Tuesday 15 May 2012

Thanks for your comments

Two posts in one day, that's a first. I was inspired by George who left a comment. Thanks for that, and thanks too for other comments.  There are so many ways to look at the market and if you don't look for alternative ways of interpreting what is happening you get nowhere. I personally am not convinced that there is a cabal manipulating the market. I make a deliberate effort not to listen or read market commentaries in newspapers because they sensationalise everything. Their priority is selling their rags. They also have a way of being knowledgeable but only after the event. I try to look forward.

Back to the cabal that George suspects is running the show. I do think the market is being moved by people with far more money than sense. Governments have pumped banks full of cash. As we know, this has not been lent out to businesses. Instead it has found its way, one way or another, into asset markets especially stock markets. This has pumped up the price of shares to unreasonable levels. For me this is a disaster because I am good at finding bargains, pointless if the market as a whole is poised on the edge of a precipice. Eventually the easy money will run out and there will be a drought of buyers. Then some piece of bad news will cause a panic and sellers will suddenly appear. This will be the tipping point. All those hungry buyers will see paper losses mounting on their books and they will add fuel to a selling frenzy. The ones that bought low will be OK but the ones that came in late will have trouble repaying their debts. We just hope that the banks that lent them the money will be able to cope.

Unless there is Armageddon, those of us sitting on cash will be able to hunt for bargains again.

But going back to present problems the bulls are still out there, holding on and pushing the market back up. Yesterday's Greek story is forgotten. You're not allowed to wrap your fish and chips in yesterday's news any more. Now that really was recycling.

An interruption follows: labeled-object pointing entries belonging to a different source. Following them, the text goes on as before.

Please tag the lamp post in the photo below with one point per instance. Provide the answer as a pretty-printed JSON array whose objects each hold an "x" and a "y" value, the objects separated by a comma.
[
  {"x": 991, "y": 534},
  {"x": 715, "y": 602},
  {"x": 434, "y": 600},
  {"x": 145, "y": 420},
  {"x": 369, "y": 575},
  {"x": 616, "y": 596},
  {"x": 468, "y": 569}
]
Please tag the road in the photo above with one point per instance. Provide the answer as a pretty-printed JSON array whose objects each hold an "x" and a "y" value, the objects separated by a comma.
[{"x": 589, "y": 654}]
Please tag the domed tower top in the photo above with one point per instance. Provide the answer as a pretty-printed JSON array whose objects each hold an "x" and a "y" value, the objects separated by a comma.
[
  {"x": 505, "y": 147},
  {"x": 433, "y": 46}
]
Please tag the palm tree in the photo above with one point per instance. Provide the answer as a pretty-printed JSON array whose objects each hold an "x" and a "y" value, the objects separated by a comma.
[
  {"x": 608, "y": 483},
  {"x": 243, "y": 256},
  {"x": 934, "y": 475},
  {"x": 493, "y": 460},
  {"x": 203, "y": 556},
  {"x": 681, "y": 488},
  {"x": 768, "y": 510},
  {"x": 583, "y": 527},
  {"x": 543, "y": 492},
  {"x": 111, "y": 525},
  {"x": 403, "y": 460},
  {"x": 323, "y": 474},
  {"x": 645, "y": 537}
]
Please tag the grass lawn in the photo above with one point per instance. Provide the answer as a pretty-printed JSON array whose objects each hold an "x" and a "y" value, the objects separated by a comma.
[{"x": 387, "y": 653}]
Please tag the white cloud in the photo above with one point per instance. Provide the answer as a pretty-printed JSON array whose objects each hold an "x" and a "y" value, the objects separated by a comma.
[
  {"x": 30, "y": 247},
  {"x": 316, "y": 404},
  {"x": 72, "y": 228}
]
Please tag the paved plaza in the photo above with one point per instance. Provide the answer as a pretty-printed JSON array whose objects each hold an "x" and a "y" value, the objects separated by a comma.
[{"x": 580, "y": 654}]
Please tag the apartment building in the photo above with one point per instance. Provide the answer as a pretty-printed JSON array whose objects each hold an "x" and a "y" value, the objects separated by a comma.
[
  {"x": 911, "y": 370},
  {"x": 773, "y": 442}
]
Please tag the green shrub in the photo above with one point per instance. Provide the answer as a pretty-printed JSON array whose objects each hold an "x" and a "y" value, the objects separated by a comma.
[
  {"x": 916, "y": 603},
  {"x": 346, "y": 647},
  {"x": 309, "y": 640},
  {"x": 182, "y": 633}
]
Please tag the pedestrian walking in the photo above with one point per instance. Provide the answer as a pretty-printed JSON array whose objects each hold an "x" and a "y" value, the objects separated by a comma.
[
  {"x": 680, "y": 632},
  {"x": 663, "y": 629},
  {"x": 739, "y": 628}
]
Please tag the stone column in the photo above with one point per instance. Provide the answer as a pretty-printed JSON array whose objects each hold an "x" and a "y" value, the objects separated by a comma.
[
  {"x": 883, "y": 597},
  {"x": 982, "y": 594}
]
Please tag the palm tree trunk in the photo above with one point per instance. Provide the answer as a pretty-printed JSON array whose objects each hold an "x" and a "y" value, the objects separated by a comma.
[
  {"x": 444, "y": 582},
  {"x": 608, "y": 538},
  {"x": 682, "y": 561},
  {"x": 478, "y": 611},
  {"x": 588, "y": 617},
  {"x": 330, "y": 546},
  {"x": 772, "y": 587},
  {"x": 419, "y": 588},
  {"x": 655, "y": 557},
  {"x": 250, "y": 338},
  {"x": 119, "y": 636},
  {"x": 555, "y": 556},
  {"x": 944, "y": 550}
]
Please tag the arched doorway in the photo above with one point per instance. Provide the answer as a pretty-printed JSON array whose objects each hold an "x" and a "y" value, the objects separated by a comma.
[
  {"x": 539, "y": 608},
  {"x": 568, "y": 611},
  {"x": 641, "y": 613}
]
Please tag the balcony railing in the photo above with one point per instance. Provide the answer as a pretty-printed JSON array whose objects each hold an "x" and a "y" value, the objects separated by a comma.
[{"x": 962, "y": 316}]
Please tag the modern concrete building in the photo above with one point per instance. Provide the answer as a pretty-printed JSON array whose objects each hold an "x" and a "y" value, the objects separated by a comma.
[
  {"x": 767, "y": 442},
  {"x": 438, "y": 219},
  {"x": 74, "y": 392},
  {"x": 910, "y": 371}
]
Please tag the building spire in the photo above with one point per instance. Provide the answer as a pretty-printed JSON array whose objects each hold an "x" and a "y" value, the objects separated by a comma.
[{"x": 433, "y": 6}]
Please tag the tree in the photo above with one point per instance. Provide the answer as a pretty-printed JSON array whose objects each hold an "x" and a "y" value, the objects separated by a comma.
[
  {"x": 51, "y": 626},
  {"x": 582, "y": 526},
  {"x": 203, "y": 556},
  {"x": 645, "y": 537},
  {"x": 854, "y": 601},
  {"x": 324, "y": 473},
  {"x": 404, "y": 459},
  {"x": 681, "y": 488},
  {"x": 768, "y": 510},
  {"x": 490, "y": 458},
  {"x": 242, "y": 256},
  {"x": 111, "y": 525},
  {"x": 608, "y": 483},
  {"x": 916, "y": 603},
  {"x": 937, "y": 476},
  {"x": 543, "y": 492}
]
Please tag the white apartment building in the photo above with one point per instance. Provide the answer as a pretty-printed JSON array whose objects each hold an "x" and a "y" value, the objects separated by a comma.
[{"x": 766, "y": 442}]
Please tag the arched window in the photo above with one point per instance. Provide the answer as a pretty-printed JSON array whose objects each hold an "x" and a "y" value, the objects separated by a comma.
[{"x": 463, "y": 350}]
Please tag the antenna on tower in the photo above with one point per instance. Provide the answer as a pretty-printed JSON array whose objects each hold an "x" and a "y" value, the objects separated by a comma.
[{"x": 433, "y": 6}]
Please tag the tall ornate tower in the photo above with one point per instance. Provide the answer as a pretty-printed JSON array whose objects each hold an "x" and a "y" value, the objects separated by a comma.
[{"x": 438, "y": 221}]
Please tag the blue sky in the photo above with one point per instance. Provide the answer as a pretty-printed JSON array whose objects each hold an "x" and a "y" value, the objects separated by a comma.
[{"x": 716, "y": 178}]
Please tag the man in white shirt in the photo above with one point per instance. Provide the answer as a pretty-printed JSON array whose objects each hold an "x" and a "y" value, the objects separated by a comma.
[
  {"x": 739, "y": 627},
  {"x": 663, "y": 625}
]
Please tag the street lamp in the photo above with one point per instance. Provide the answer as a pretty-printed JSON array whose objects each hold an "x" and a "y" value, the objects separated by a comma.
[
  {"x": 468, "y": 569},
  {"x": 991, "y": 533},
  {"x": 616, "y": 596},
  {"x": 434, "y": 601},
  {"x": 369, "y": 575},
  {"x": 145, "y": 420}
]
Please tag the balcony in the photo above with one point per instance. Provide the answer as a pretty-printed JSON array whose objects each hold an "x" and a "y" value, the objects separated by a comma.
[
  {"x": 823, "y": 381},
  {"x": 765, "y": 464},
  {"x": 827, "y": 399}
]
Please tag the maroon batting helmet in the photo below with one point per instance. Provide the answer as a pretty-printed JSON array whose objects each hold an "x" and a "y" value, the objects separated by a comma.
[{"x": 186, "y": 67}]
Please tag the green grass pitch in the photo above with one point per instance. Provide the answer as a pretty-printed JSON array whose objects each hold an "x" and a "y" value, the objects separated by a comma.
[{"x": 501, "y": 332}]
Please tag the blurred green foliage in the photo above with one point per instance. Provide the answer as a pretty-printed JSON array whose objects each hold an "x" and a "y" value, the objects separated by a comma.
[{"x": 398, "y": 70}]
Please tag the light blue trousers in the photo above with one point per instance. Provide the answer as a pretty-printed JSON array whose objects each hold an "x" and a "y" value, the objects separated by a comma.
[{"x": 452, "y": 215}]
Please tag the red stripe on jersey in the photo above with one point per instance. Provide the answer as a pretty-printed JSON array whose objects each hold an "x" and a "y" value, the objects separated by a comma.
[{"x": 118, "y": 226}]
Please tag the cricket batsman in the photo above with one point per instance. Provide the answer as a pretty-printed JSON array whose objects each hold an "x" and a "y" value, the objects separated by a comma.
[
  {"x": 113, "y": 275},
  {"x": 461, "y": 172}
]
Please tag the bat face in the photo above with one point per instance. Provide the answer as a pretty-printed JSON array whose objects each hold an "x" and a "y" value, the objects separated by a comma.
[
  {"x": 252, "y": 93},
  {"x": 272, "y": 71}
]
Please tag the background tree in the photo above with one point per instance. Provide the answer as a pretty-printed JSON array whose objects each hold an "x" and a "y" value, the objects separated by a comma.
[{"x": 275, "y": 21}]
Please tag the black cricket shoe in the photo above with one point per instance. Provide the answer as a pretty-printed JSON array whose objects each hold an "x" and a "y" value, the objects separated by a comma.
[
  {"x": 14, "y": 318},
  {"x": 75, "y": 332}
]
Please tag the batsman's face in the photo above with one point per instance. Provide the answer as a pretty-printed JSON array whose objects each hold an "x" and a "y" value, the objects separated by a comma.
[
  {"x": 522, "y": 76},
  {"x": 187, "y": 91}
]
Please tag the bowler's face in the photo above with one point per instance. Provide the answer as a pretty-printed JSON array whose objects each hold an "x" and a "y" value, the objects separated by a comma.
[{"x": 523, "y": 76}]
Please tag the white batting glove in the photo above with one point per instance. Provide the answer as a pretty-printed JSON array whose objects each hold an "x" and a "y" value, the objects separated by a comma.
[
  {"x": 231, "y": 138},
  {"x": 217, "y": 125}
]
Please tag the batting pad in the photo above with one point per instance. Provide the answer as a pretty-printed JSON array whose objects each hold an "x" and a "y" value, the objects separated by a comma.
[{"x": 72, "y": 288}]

I appreciate David's comment from the last post too. I agree that going short is part of a good strategy, it's just that I don't do it very well. I don't buy soon enough and I am frightened out of my positions by rallies so I miss the next move down. I do it using ETFs. Do you have a better way David?

So here we are with the US market nudging the support, now resistance level. We just have to wait to see how strong those bulls out there are. My money stays, albeit hesitantly, on the short side.